Yes, HH's explanation is excellent. Let me test my understanding by paraphrasing.

As I said last night, I know the purpose of calculating probability values (e.g. p<.04) is to answer the question "How likely is it that this result is just a random fluke?" And if you one test sample's result is 100% greater than the other's it ain't very likely. But if the other samples result is just 20% difference, there's a greater risk that it's random.

Now, here's the next step. That reasoning seems to test where there's ANY effect going on, or if it's ALL random. In other words, if we had an infinite data set (which we never do), we might eventually find out that the 100% result really settles out at 80%, right? So although we have confidence that there's SOMEthing going on ("yes there is a real difference"), we're not certain it's at the 100% level.

Yes?

Anonymous said...

Imagining the statistics with bell curves and Christmas trees might help.

Each hospital's mortality rate is a separate bell curve (the highest point of the curve is the most likely actual mortality rate, and the rest of the curve are also possible rates for that hospital, due to chance factors).

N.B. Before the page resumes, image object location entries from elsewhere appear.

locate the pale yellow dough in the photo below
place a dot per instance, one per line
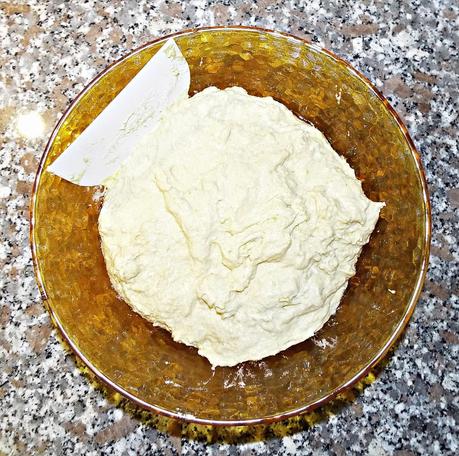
(235, 226)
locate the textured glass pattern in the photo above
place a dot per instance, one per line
(142, 361)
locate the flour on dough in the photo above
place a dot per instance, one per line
(235, 226)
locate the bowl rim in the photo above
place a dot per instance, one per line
(418, 286)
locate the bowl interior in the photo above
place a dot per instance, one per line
(143, 361)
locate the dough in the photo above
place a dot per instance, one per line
(235, 226)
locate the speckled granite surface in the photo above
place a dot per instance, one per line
(50, 50)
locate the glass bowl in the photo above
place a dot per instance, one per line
(141, 361)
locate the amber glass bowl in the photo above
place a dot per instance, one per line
(143, 362)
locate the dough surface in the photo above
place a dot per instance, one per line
(235, 226)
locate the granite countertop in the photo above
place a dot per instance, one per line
(50, 50)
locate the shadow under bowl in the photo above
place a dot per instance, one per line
(143, 362)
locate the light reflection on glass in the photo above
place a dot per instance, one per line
(30, 125)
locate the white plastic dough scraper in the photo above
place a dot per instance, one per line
(99, 150)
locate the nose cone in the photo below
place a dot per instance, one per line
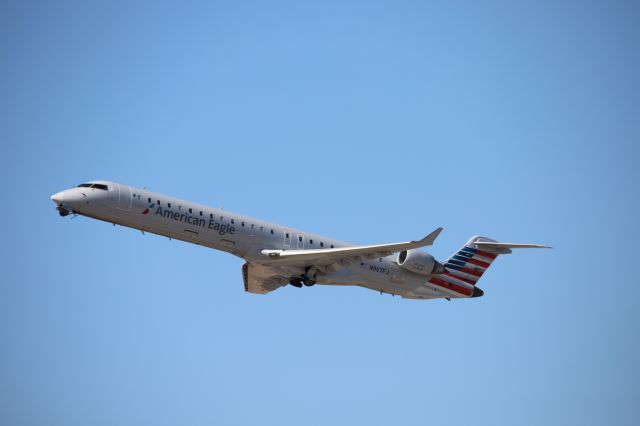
(58, 198)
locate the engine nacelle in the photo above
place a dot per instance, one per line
(419, 262)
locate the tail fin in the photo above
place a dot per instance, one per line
(469, 263)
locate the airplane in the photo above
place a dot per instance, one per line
(276, 256)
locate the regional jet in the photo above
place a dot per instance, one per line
(276, 256)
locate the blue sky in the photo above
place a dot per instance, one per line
(365, 121)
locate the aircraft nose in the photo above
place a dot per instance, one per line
(58, 198)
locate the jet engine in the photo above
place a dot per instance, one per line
(419, 262)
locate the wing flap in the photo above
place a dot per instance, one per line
(259, 279)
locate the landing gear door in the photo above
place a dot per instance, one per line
(124, 198)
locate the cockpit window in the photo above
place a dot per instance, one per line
(94, 185)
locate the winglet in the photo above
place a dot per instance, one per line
(429, 239)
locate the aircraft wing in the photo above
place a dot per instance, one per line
(260, 279)
(343, 255)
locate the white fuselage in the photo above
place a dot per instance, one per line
(239, 235)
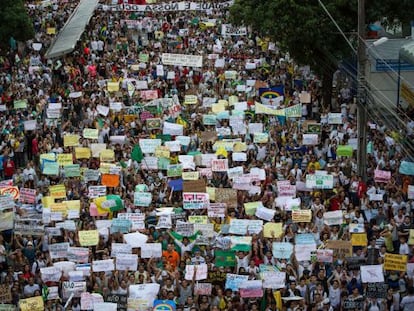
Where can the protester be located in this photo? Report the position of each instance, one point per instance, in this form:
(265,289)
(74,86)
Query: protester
(133,178)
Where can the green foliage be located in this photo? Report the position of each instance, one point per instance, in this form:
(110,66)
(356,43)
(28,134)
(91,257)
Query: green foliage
(15,21)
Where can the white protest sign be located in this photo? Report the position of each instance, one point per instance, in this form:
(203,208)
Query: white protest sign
(372,274)
(310,139)
(120,248)
(127,262)
(333,218)
(151,250)
(201,272)
(273,279)
(173,129)
(182,60)
(103,265)
(135,239)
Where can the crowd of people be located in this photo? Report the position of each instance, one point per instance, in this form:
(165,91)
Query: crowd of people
(173,161)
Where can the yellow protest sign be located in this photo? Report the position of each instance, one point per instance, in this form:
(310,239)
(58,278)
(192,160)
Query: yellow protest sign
(251,207)
(71,140)
(90,133)
(57,192)
(239,147)
(58,208)
(411,237)
(104,168)
(300,215)
(233,99)
(51,30)
(190,99)
(395,262)
(73,205)
(228,145)
(262,109)
(82,153)
(190,175)
(88,237)
(47,201)
(162,152)
(113,86)
(107,155)
(64,159)
(211,193)
(31,304)
(359,239)
(195,219)
(219,107)
(272,227)
(223,102)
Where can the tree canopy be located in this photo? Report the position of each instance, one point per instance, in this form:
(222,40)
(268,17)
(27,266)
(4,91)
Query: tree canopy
(15,21)
(303,28)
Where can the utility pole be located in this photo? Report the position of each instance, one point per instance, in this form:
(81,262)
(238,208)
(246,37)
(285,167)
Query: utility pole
(361,95)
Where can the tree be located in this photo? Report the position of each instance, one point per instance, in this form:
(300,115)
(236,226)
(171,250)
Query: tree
(303,28)
(15,22)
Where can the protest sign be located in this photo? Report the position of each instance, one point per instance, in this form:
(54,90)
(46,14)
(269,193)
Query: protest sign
(31,304)
(225,195)
(195,200)
(182,60)
(71,140)
(120,300)
(359,239)
(126,262)
(151,250)
(225,258)
(58,250)
(203,289)
(272,229)
(200,272)
(395,262)
(310,139)
(324,255)
(372,274)
(377,290)
(78,254)
(285,188)
(334,118)
(142,198)
(135,239)
(351,304)
(5,293)
(233,281)
(282,250)
(382,176)
(333,218)
(301,215)
(273,279)
(103,265)
(319,181)
(75,288)
(251,289)
(27,195)
(88,237)
(50,274)
(230,30)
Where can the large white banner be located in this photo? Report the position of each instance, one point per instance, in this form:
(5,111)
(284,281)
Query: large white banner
(182,60)
(230,30)
(169,6)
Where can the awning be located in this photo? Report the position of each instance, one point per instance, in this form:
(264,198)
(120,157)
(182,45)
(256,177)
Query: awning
(407,53)
(71,32)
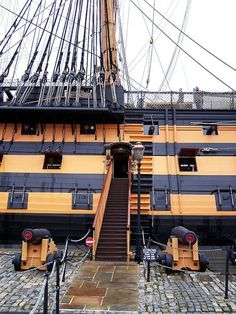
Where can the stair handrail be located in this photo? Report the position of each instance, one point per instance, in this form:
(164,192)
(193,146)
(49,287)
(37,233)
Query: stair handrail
(128,217)
(97,223)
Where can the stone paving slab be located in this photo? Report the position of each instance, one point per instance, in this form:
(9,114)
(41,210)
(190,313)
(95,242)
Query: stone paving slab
(176,293)
(106,286)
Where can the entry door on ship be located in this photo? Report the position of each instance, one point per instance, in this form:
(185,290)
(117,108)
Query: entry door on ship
(120,166)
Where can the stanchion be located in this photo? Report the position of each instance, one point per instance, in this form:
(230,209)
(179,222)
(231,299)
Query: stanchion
(65,259)
(227,272)
(148,271)
(45,302)
(57,286)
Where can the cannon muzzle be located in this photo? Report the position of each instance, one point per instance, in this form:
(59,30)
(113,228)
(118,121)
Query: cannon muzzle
(184,235)
(35,236)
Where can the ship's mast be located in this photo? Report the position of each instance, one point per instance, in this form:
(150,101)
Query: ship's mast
(108,40)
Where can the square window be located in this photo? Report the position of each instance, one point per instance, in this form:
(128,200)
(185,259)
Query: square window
(187,163)
(52,160)
(29,129)
(210,130)
(151,129)
(87,128)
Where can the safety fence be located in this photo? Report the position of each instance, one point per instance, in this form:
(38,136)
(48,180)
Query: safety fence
(180,100)
(229,251)
(53,280)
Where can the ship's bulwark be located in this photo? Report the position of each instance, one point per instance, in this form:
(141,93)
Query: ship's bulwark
(188,173)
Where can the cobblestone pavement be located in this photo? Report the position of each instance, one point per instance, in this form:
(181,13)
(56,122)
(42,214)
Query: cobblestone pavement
(185,293)
(19,290)
(176,293)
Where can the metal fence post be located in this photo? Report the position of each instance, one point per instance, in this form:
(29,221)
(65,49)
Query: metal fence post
(57,285)
(227,273)
(148,271)
(45,302)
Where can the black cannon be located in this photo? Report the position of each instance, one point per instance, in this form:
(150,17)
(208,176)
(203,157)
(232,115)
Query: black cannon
(35,236)
(182,252)
(184,235)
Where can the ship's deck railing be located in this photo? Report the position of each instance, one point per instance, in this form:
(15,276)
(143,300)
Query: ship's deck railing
(155,100)
(180,100)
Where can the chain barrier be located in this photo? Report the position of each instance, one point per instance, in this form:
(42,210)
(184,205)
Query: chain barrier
(66,258)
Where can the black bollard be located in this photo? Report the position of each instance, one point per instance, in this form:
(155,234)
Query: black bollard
(65,260)
(148,271)
(227,272)
(45,302)
(57,286)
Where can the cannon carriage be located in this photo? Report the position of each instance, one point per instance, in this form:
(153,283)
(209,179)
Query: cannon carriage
(38,250)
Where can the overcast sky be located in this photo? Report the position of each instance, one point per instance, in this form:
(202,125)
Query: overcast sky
(211,22)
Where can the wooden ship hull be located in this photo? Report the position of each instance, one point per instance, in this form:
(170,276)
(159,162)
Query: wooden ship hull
(66,145)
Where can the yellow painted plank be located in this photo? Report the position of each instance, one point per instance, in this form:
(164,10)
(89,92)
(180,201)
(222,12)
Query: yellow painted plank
(193,204)
(70,164)
(184,134)
(206,165)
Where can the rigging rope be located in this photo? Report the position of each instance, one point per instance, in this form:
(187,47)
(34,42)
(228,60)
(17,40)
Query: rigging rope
(190,38)
(190,56)
(176,52)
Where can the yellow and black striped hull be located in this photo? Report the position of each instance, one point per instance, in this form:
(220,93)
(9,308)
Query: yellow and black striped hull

Ok, imagine 3 hospital bell curves as 3 upright Christmas trees. Imagine a sequential number line the floor of the Christmas tree lot that represents all possible mortality rates. Lets line up these bell curves/trees along this number line. If two trees had the same mortality bell curve, they would occupy the same place on this number line and one would stand behind the other. The distance between the trees is relative to the distance between their respective mortality rates. For example, the 2% and 3% mortality curves/trees would be shoulder to shoulder with some of the branches of one tree smushed into the other because they were standing so close together. The 3% and 6% curve/trees might be maybe arms distance apart.

Lets step away (as if you were viewing these Christmas trees from the parking lot). The 2% and 3% trees are standing so close to each other that they essentially look like one tree from where you are standing. The 3% and 6% trees however, are far enough apart from each other that you can actually distinguish that they are two separate trees, even from the distance you are standing.

Basically, if these were bell curves that represent each hospital's possible 'true' mortality rate, the farther the curves are from each other (and the less they overlap), the easier it is to tell them apart. In order to be able to tell apart 2 bell curves that are standing so close together, you would need more information. That information usually comes from having more people in your sample (i.e. you put on your glasses and all the sudden you see 'more').

I hope this made sense... I would love to hear Joe's concise explanation.

Anonymous said...

Beautifully (and seasonally!) done. I wish you had taught my statistics classes.

Anonymous said...

Why CABG and not hip replacements as well? I think they are done in far greater numbers, and thus, should be as statistically as robust.

Anonymous said...

One point Joe didn't make; mortality rates for most of these procedures are very low. If you look at complications which occur much more frequently, then you need lower numbers to identify statistically significant differences.

I puzzled about the median number of hip replacements on the chart. I guess every binky rural hospital must be doing hip replacements. Pretty scary. I'd want a surgeon who does at least 100 a year.

Anonymous said...

anonymous,
I understand that when the Christmas trees and their branches overlap, we can not attribute real differences. At what distance between the branches does a statistical difference become convincing?

Anonymous said...

One more explanation on the stats thing that worked for me in the past:

If someone said they had a coin that, when flipped, would be heads 90 percent of the time, tails 10 percent, you might believe him after a relatively small number of flips confirmed it. (say, 50 flips with 45 heads and 5 tails, or even less.)

If someone else said his coin would be heads 55 percent of the time, tails 45 percent, 50 flips with heads 28 and tails 22 wouldn't convince you of anything. (could be just chance). so you'd need a heck of a lot of flips before you believed the difference was real.

That's how I've always thought about it.